Answer
$\{(3,0,-4)\}$.
Work Step by Step
The given system of equations is
$x+3y=3$
$y+2z=-8$
$x-z=7$
The augmented matrix is
$\Rightarrow \left[\begin{array}{ccc|c}
1 & 3 & 0& 3\\
0 & 1 & 2& -8 \\
1&0&-1&7
\end{array}\right]$
Perform $R_3\rightarrow R_3- R_1$.
$\Rightarrow \left[\begin{array}{ccc|c}
1 & 3 & 0& 3\\
0 & 1 & 2& -8 \\
1-1&0-3&-1-0&7-3
\end{array}\right]$
Simplify.
$\Rightarrow \left[\begin{array}{ccc|c}
1 & 3 & 0& 3\\
0 & 1 & 2& -8 \\
0&-3&-1&4
\end{array}\right]$
Perform $R_1\rightarrow R_1- 3R_2$ and $R_3\rightarrow R_3+3 R_2$.

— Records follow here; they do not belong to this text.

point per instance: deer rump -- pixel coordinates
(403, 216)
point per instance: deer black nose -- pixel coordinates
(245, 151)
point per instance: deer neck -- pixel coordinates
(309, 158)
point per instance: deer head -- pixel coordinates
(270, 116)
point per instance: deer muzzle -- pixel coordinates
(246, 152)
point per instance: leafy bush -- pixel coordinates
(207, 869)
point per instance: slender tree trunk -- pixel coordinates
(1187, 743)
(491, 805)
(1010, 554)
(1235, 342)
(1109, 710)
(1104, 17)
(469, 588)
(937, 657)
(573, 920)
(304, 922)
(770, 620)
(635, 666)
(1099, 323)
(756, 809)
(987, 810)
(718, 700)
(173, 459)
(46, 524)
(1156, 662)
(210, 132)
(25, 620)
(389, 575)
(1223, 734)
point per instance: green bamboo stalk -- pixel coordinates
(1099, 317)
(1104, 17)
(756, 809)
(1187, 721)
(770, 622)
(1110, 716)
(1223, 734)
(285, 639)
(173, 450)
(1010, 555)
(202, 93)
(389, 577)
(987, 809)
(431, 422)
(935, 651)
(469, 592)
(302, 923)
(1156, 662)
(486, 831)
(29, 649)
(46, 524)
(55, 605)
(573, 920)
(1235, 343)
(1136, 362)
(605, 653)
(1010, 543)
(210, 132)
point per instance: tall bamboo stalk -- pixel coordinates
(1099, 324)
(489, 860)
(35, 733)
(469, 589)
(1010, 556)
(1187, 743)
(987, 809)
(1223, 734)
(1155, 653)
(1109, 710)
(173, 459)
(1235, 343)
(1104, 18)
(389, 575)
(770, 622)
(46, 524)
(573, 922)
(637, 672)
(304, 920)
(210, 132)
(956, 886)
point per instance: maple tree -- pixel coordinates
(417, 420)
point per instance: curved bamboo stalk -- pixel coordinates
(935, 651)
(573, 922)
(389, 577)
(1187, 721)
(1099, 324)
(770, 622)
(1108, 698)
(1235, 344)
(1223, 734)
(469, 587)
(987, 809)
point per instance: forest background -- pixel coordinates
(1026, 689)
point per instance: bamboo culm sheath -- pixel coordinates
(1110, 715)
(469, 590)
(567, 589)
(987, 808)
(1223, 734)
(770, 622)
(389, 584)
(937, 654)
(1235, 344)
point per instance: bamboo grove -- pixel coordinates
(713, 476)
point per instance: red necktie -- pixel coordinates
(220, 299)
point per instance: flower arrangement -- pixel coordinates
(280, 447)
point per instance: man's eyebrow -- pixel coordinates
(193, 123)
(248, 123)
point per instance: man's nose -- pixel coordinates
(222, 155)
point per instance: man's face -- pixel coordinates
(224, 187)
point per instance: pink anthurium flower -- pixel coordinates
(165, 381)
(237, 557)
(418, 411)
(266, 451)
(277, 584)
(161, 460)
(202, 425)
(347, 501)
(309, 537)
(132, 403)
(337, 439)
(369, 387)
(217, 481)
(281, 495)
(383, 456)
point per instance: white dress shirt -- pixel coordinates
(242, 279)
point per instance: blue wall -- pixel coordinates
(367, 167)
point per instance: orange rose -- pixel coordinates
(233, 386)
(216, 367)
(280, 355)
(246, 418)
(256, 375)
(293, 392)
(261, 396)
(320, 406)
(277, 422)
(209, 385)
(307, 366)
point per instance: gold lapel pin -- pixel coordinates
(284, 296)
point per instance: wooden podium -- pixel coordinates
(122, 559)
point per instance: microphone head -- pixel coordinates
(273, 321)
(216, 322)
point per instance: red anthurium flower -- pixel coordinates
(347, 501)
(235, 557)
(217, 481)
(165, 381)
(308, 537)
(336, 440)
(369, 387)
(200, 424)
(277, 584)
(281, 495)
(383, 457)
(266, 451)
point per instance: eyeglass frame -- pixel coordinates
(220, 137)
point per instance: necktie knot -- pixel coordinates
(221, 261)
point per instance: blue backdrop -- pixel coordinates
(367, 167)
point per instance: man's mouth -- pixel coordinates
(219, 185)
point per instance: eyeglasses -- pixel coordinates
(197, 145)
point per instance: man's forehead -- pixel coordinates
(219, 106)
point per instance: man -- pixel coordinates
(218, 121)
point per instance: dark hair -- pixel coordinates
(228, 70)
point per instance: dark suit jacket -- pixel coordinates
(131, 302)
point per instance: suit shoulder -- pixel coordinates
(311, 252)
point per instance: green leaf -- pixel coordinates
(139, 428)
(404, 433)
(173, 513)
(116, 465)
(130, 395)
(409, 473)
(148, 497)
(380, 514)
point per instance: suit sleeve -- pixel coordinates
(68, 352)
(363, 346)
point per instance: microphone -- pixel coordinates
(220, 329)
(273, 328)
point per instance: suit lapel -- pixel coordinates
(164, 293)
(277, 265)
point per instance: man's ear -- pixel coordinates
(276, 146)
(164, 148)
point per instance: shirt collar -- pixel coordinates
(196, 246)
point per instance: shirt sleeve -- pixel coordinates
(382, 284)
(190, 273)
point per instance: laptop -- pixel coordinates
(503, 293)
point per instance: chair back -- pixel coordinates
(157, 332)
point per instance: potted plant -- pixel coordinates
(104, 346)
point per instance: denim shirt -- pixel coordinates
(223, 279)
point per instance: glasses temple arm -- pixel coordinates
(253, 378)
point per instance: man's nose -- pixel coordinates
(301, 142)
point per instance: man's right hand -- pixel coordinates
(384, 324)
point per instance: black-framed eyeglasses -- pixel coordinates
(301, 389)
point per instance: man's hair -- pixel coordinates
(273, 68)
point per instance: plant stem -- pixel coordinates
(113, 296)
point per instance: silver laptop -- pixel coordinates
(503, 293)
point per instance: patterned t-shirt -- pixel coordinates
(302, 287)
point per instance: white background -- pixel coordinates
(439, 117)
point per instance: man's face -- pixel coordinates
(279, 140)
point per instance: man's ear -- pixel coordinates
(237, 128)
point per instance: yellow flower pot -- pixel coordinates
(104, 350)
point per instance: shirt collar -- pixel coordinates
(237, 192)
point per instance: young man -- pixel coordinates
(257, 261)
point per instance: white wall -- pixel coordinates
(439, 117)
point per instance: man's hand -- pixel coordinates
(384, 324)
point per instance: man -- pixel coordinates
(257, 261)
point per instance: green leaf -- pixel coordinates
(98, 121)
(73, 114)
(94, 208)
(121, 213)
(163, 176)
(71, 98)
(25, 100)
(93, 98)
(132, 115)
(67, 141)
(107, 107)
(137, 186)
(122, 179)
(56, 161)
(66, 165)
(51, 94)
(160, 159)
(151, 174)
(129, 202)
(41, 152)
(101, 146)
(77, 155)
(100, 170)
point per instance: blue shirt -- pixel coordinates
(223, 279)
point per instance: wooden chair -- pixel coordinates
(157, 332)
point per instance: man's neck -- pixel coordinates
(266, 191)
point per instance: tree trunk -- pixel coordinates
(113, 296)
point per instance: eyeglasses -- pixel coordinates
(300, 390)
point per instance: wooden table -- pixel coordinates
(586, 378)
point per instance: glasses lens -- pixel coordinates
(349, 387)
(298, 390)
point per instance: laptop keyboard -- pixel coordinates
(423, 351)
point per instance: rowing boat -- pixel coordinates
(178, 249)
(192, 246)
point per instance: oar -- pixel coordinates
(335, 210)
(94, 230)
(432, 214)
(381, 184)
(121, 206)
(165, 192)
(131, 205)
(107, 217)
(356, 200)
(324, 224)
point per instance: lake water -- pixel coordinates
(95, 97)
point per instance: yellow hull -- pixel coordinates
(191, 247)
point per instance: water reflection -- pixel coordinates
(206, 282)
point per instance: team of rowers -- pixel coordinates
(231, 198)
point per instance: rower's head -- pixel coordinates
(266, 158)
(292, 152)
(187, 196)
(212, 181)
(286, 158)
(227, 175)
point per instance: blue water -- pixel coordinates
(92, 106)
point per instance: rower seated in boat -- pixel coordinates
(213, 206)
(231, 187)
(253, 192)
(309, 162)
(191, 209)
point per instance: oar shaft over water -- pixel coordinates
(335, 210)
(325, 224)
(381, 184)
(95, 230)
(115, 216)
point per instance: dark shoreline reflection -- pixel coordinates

$\Rightarrow \left[\begin{array}{ccc|c}
1 -3(0)& 3 -3(1) & 0 -3(2)& 3 -3(-8)\\
0 & 1 & 2& -8 \\
0 +3(0)&-3+3(1)&-1+3(2)&4+3(-8)
\end{array}\right]$
Simplify.
$\Rightarrow \left[\begin{array}{ccc|c}
1 & 0 & -6& 27\\
0 & 1 & 2& -8 \\
0 &0&5&-20
\end{array}\right]$
Perform $R_3\rightarrow \frac{R_3}{5}$.
$\Rightarrow \left[\begin{array}{ccc|c}
1 & 0 & -6& 27\\
0 & 1 & 2& -8 \\
0/(5) &0/(5) &5/(5) &-20/(5)
\end{array}\right]$
Simplify.
$\Rightarrow \left[\begin{array}{ccc|c}
1 & 0 & -6& 27\\
0 & 1 & 2& -8 \\
0 &0 &1 &-4
\end{array}\right]$
Perform $R_1\rightarrow R_1+6 R_3$ and $R_2\rightarrow R_2-2 R_3$.
$\Rightarrow \left[\begin{array}{ccc|c}
1+6(0) & 0+6(0) & -6+6(1) & 27+6(-4) \\
0-2(0) & 1-2(0) & 2-2(1)& -8-2(-4) \\
0 &0 &1 &-4
\end{array}\right]$
Simplify.
$\Rightarrow \left[\begin{array}{ccc|c}
1 & 0 & 0 &3 \\
0 & 1 & 0& 0 \\
0 &0 &1 &-4
\end{array}\right]$
Use back substitution to solve the linear system.
$\Rightarrow x=3$
and
$\Rightarrow y=0$.
and
$\Rightarrow z=-4$.
The solution set is $\{(x,y,z)\}=\{(3,0,-4)\}$.